The Indian could now comprehend the conduct of the woman. It was natural she should be grateful to the savior of her child's life, and ready to show the feeling by the little means in her power. Could he have looked into her heart, he would have seen that there was more than mere gratitude there. Holden's conduct, so different from that of other white men; the disinterested nature of his character showing itself in acts of kindness to all; his seclusion; his gravity, which seldom admitted of a smile; his imposing appearance, and his mysterious communings with some unseen power—for she had often seen him as he stood to watch for the rising sun, and heard his wild bursts of devotion—had made a deep impression on the squaw, and invested him with the attributes of a superior being; a feeling which was participated in by many of the Indians.

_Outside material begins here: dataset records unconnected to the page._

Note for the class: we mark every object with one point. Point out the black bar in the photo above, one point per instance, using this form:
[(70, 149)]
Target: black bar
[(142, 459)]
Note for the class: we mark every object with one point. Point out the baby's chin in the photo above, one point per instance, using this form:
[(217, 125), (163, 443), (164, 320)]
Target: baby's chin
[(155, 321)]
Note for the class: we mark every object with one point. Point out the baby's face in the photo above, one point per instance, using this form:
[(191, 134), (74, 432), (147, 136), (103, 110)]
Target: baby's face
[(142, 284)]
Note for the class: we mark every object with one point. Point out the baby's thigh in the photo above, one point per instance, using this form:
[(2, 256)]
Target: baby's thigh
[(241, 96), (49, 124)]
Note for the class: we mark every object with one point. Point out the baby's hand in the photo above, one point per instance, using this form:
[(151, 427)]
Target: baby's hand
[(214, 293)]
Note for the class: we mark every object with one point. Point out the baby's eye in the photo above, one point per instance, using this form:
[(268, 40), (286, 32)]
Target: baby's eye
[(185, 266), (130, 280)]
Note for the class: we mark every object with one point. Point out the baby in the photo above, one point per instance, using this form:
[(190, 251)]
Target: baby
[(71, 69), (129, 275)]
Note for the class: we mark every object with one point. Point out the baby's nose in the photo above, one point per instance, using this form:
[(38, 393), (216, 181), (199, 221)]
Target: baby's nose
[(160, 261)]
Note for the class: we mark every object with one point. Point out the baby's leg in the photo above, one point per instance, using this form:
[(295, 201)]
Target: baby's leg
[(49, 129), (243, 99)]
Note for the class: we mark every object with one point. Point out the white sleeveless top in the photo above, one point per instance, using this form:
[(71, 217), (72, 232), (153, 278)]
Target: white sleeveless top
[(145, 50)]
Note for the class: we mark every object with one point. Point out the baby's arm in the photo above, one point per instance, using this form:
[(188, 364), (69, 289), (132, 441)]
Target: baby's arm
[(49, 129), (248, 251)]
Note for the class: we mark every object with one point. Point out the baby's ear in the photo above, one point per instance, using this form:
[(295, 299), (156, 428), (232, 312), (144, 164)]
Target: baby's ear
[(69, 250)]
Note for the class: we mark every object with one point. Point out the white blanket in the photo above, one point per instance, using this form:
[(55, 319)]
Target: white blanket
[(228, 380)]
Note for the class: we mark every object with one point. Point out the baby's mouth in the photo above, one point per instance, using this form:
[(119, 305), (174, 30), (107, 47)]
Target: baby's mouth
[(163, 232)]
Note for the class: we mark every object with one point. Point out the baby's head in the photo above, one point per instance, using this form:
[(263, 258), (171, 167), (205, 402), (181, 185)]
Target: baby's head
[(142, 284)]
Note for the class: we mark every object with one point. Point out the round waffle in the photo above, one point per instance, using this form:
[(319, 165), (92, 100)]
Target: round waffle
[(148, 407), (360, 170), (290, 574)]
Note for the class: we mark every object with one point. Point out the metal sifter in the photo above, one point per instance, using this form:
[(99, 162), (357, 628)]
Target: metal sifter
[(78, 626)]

But if Ohquamehud could have seen all this, it would have served only to aggravate the suspicions he begun to entertain about the Long Beard, as he and the woman called Holden. As an Indian, he was suspicious of even the kindness of the white man, lest some evil design might lurk beneath. What wonder, when we consider the relation of one to the other? How much of our history is that of the wolf, who charged the lamb, who drank below him, with muddying the stream?

Ohquamehud, a Pequot by birth, was a stranger who, but a few days before, had come from a Western tribe, into which he had been adopted, either to visit the graves of his fathers, or for some of those thousand causes of relationship, or friendship, or policy, which will induce the North American Indian to journey hundreds of miles, and saw the Recluse, for the first time, that morning. If the gratitude of the squaw was explained, which, he doubted not, was undeserved, the Long Beard's knowledge of the Indian tongue was not. How it was that he should be thus familiar with and speak it with a grace and fluency beyond the power of the few scattered members of the tribe in the neighborhood, the most of whom had almost lost all remembrance of it, was to him an interesting mystery. He mused in silence over his thoughts, occasionally stopping the paddle and passing his hand over his brow, as if to recall some circumstance or idea that constantly eluded his grasp. In this manner they proceeded until, on turning a high point of land, the little village of Hillsdale appeared in sight.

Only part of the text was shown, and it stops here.